Although the posture of the object 3 is changed each time the insulating coating material is sprayed and heated in the above-mentioned embodiments and examples, the container accommodating the object 3 is always rotated or vibrated. It is also possible to spray and heat the insulating coating material.

The insulating coating material and the insulating coating method of the present invention can be applied to the production of various electronic parts and electric parts including the above-mentioned ferrite core. Although not included in the scope of the invention of the present application, the same idea can be applied to the coating of a sliding film or the like intended to reduce the frictional force.

[0027]

As described above, according to the insulating coating material of claim 1 or the insulating coating method of claim 3 of the present application, it is possible to complete the coating work in a short time while pinholes and the like are completed. It is possible to obtain a high-quality insulating coating film that does not generate. Therefore, it is possible to contribute not only to improving the productivity of the coating operation but also to improving the insulating coating film. Also,
According to the insulating coating material of claim 2, the above-mentioned claim 1
In addition to the above effect, tack-free is realized by the protrusion of the granular material even before the coating substrate is cured, and as a result, the time required for coating can be further shortened.

[Brief description of the drawings]

FIG. 1 is a schematic diagram illustrating an insulating coating material and an insulating coating method according to an embodiment of the present invention.
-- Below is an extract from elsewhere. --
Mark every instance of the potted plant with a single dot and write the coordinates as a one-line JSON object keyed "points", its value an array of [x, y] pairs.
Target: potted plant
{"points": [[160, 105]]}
FIG. 2 is a schematic diagram illustrating a conventional insulating coating material and a conventional coating method.

[Explanation of symbols]

 1 Coating substrate 2 Solvent 3 Object 4 Granular material

Claims (3)

[Claims] 1. An insulating coating material for applying an insulating coating to the surface of a heated object, which comprises a coating base material having a predetermined insulating action and a solvent that dissolves the coating base material. The insulating coating material is characterized in that the melting point of the material is higher than the boiling point of the solvent and the heating temperature of the object, and the boiling point of the solvent is higher than the heating temperature of the object. 2. A granular material made of an insulating material having a predetermined diameter for maintaining shape stability during coating operation is added, and the melting point of the granular material is higher than the boiling point of the solvent. Insulation coating material described. 3. A first step of supplying the insulating coating material according to claim 1 or 2 to the surface of a heated object,
A second step of curing the coating substrate with the particulate material protruding from the surface of the layer of the coating substrate while evaporating the solvent by the heat of the object, and further, the first and second steps An insulating coating method, characterized in that a predetermined laminated coating is applied to the surface of an object by repeating the above step.